La cobertura financiera tendrá una vigencia de tres años y aporta protección a las finanzas públicas a través de tres componentes: Por 140 millones de dólares contra sismos que ocurran en distintas zonas del territorio nacional; por 100 millones de dólares contra huracanes que impacten en varias zonas de la costa del Océano Pacífico de México; y por 75 millones si los huracanes ocurrieran en distintas zonas costeras nacionales del Océano Atlántico y el Golfo de México.

Según el comunicado el esquema desarrollado por la Secretaría de Hacienda y Crédito Público fue intermediado y colocado por instituciones financieras que cuentan con alta capacidad probada en este tipo de coberturas, y contó con la asesoría del Banco Mundial. De esta forma, la emisión de Bonos de Catástrofe permite obtener recursos de inversionistas especializados, principalmente en Europa y Estados Unidos, quienes en caso de que ocurra uno o varios de los eventos predeterminados en los bonos, dejan de recibir el principal al cual tendrían derecho, y en cambio esos recursos se utilizarían para cubrir los costos relacionados con la atención de la emergencia causada por el fenómeno.

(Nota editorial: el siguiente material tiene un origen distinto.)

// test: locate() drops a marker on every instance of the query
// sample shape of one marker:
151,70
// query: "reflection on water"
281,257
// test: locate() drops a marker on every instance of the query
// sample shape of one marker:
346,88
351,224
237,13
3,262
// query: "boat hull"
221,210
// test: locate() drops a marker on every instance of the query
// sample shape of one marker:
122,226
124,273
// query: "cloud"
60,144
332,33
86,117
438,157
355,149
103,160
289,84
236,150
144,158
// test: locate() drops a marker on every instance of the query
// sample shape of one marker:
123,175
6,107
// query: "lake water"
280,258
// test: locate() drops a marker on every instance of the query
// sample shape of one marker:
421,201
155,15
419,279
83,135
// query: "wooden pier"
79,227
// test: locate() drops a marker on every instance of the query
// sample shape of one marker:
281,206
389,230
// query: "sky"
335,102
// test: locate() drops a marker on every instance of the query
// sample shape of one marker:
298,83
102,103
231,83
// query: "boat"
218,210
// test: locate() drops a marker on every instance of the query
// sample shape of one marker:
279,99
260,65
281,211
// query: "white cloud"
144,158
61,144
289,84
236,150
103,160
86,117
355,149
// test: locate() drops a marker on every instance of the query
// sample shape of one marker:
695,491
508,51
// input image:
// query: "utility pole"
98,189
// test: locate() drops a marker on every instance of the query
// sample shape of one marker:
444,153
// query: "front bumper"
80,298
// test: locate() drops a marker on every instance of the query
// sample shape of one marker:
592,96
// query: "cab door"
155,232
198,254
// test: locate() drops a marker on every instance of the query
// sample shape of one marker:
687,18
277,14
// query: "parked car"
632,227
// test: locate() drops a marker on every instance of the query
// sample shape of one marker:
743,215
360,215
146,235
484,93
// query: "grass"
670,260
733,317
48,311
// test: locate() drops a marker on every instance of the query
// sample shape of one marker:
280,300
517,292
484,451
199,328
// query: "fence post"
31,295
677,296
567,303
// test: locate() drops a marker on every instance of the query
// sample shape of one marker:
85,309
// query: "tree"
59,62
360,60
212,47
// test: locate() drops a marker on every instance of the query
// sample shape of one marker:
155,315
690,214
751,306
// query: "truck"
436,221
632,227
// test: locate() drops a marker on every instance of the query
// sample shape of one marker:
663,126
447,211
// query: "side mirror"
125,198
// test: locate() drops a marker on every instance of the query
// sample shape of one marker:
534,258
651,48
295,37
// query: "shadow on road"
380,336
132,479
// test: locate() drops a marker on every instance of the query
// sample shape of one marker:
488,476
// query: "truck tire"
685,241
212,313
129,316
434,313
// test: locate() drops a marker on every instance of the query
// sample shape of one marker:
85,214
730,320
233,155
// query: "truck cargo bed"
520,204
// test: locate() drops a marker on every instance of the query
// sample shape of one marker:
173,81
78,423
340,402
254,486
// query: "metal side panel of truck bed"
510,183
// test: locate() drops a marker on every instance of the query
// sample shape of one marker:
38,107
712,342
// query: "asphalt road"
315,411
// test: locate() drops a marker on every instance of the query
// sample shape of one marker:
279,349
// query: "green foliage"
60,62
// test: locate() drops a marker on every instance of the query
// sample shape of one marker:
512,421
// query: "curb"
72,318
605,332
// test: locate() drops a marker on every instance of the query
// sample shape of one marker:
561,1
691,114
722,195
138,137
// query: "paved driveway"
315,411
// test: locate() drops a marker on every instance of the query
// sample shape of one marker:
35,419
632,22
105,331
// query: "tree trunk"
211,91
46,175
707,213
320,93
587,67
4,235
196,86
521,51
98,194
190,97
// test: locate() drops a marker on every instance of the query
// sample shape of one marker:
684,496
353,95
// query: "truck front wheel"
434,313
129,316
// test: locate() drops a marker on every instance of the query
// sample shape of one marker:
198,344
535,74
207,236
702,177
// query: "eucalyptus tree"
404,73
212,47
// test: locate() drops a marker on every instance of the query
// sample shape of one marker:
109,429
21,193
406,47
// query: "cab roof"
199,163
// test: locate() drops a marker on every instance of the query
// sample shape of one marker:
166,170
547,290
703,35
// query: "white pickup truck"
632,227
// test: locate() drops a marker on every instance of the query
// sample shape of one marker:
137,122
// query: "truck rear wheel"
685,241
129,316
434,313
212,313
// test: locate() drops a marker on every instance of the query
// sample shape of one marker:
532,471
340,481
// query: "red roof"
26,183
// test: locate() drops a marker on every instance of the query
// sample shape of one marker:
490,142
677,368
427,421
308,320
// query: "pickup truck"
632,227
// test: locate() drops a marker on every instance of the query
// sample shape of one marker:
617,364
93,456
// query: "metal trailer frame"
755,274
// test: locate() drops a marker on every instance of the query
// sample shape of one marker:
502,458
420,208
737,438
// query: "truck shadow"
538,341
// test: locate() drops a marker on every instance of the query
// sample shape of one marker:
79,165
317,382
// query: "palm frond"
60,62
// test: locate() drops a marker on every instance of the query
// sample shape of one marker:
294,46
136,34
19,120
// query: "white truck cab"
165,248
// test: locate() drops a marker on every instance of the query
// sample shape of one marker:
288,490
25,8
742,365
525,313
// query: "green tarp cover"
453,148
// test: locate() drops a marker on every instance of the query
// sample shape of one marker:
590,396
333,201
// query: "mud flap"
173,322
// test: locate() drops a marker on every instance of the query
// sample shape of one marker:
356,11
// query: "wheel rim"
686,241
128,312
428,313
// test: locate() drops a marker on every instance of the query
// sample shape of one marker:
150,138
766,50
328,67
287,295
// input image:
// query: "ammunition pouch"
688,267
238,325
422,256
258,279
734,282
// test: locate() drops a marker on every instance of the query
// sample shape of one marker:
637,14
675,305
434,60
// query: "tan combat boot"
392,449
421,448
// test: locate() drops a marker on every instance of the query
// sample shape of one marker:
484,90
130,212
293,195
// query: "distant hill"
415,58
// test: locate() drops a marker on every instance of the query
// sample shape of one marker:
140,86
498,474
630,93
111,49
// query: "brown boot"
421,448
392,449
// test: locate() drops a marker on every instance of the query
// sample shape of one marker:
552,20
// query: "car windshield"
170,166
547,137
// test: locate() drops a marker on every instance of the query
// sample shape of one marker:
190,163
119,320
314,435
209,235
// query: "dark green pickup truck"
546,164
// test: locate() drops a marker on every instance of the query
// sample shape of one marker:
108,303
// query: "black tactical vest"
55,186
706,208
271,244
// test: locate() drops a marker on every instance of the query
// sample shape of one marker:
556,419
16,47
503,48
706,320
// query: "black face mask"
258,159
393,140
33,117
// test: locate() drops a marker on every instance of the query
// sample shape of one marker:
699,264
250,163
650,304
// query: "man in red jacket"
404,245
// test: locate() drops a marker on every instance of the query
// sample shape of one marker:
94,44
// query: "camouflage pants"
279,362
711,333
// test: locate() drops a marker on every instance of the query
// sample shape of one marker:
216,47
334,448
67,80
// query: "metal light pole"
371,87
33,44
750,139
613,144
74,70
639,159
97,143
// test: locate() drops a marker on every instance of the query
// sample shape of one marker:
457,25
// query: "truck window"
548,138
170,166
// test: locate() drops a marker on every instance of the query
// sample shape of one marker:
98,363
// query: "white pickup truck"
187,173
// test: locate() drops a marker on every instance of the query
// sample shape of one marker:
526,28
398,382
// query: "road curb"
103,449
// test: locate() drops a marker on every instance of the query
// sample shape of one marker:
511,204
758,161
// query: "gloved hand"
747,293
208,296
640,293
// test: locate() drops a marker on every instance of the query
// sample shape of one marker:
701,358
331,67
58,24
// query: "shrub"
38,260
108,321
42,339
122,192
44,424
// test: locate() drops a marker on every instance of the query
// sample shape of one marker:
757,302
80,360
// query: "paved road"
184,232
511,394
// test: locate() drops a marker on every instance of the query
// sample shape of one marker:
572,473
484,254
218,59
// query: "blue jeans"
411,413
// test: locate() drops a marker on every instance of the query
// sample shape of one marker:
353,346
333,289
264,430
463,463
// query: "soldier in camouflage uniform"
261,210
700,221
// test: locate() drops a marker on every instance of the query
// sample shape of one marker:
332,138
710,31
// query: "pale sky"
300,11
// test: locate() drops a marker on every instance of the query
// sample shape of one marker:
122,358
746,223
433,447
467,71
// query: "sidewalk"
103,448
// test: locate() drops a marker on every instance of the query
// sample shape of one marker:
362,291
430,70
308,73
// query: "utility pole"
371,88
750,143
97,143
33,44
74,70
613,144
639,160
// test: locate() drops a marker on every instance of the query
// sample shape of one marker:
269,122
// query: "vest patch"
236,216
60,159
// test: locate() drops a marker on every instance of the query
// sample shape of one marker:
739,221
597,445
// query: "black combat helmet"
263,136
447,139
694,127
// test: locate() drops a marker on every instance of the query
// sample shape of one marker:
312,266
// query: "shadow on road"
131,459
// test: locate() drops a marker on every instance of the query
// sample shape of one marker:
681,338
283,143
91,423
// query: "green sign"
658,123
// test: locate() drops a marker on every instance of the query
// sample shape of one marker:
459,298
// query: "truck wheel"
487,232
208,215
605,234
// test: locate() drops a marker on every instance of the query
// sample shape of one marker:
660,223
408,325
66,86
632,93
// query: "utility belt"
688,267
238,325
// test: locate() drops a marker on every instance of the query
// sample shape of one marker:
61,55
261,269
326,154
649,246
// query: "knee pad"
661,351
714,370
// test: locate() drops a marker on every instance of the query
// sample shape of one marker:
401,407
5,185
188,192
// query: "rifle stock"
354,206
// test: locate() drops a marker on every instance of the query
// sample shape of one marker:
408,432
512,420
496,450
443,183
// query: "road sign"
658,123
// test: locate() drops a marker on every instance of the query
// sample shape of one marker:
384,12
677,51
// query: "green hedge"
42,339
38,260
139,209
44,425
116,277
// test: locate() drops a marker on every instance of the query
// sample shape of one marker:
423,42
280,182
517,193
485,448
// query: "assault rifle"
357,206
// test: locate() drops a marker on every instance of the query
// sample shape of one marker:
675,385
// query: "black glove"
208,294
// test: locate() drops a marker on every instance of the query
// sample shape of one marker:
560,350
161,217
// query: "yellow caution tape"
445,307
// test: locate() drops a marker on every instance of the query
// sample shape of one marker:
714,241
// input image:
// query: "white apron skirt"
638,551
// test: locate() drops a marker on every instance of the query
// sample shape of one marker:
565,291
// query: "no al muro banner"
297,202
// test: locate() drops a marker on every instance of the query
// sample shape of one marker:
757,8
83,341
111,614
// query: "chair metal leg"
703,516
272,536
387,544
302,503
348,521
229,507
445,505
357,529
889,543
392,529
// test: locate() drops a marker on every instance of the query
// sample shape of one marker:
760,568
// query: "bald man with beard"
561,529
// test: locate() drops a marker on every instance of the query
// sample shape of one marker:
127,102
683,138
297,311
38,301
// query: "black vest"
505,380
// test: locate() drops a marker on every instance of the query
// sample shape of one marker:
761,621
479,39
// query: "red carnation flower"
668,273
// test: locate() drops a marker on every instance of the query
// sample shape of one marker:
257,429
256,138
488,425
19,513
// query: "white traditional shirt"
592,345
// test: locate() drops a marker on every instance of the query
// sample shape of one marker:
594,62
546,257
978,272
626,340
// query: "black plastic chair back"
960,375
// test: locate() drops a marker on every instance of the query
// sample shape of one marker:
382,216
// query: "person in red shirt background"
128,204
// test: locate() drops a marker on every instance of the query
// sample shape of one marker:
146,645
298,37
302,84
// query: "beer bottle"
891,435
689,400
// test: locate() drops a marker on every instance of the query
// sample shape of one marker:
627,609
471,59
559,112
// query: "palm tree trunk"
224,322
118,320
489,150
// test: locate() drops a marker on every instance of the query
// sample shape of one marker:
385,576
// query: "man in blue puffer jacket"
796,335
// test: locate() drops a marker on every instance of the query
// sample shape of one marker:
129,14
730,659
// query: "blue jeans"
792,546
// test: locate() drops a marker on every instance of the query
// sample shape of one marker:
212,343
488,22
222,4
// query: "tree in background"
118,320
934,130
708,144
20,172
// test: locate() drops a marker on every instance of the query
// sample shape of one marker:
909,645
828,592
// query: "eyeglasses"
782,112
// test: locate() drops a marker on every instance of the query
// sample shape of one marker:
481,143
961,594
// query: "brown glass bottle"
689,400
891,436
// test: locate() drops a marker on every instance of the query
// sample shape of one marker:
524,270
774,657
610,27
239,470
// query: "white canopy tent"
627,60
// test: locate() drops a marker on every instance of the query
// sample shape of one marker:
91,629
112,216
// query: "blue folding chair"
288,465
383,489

Esta es la tercera transacción de este tipo que ha realizado el Gobierno Federal. En esta ocasión, además de renovar las coberturas vigentes, se logró ampliar el monto y la cobertura geográfica con respecto a los bonos anteriores, al aprovechar las condiciones favorables prevalecientes en los mercados financieros. Este mecanismo de cobertura no implica deuda pública, ya que es un esquema de aseguramiento del patrimonio del FONDEN.